• Warning: Spoilers
    Spoilers

    The movie is about Ernesto the middle-class budding young doctor on a "youth will have its fling" tour, rather than about "Che" the revolutionist that he became later in his life. Although the tour indeed has a lot to do in determining the future course of Ernesto's life, we must not let that fore-knowledge distort our vision of the movie.

    'Motorcycle Diaries' is exactly what it says it is, the diaries of an eight-month adventure of two young men, although to be exact, the latter part of the journey was actually on foot, after their beloved motorcycle's well-earned 'retirement.' What we the audience proceed to discover, after sharing with them their joys and woes on the trip, is the profound effect it has on their future.

    While starting out in Argentina, the goodbye scene with Ernesto's family would be no different from what you might see anywhere in the US, when a middle-class family says farewell to their fresh college grad embarking on a, say, hiking trip in Europe before starting his career. We would also tend to give credit to the parents for not giving Ernesto too much hell for not having finished his medical degree first.
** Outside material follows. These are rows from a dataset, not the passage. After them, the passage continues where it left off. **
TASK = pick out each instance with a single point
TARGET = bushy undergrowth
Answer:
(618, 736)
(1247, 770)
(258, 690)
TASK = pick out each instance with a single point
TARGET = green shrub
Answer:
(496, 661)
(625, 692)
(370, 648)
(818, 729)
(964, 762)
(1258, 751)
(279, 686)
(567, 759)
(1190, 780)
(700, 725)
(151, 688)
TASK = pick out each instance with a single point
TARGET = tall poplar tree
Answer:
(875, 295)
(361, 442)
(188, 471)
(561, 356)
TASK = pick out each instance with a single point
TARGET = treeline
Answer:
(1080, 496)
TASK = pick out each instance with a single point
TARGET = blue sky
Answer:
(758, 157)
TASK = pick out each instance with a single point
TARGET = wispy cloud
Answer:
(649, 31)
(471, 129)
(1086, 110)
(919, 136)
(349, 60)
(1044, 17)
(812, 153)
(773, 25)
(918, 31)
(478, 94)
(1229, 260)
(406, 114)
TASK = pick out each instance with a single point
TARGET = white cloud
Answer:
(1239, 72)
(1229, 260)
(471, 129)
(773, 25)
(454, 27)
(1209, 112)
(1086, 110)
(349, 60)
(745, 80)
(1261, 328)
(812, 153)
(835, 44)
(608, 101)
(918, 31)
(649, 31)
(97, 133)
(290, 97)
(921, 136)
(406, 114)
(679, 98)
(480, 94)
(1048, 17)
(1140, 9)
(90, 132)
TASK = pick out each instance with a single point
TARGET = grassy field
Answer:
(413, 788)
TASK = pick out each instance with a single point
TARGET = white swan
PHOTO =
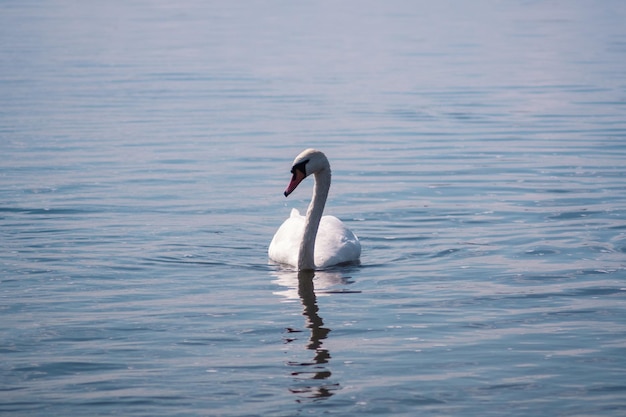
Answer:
(313, 241)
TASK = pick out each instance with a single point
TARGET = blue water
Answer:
(478, 151)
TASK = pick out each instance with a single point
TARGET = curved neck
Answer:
(306, 258)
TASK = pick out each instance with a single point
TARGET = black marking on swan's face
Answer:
(300, 166)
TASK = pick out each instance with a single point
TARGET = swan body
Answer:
(313, 241)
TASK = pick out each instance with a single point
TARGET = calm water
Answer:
(478, 150)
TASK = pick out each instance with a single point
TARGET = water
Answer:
(478, 151)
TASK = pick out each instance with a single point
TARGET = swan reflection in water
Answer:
(312, 376)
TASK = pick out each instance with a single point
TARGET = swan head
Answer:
(309, 161)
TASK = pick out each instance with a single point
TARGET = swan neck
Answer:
(306, 258)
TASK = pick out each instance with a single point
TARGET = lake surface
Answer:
(478, 151)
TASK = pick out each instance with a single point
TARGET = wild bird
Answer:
(313, 241)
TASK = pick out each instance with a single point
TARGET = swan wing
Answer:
(335, 243)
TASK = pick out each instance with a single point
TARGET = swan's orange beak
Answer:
(296, 179)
    With crisp, fast paced shots, director Walter Salles (Central Station) takes us through the early part of the carefree adventure, through breathtaking South American landscapes. We see how the buddies experience, probably for the first time in their lives, sporadic spells of poverty, until receiving the next installment of funds remitted to them. In the process, we also get some insight into the markedly different characters of the two amigos. Alberto is extrovert, charismatic and could sometimes get a little unscrupulous in order to get what he wants. Ernesto is shy, attentive, and unflinchingly honest. Like the best of friends, they often do not see eye to eye in things, though friendship always prevails. I, for one, find myself empathizing a little more with Alberto, because of the innate rascal in me.

    The frivolous mood starts to change after the demise of the Norton 500. The dogged determination of Ernesto starts to emerge as he takes the lead in forging ahead on foot, while Alberto also shows signs of maturing. At this point, you can't help but remember the allusion to the Quixotic aspect of the journey in the beginning of the film and subconsciously recall the lyrics of 'The impossible dream'. After witnessing poverty and injustice, along with endurance and perseverance, through various parts of their beloved continent, Ernesto Guevara and Alberto Granado finally reach the last part of the journey that will change their lives forever. The story of their three weeks' service in a leper colony deep in the Peruvian Amazon is told with simple honesty by director Salles, touching directly your heart without unnecessary harassment of your emotions.

    Director Salles' process of making the film includes meeting with Alberto (at 80) and Ernesto's family (widow and three sons), as well as tracing the journey extensively through Argentina, Chile and Peru. Blended with the structured screenplay are improvised material of the actors mingling with the local people as Alberto and Ernesto would have done fifty years ago. In Salles' own words, Motorcycle Diaries is, among other things, a 'coming of age' movie, and a journey that would define 'on both an emotional and a political level' who these two young men would become.

    I'm not going to say how marvelous Gael García Bernal and Rodrigo De la Serna are as Ernesto and Alberto respectively. While they deserve all the praises being heaped upon them, what they deserve even more is to be seen by people who are skeptical about these praises.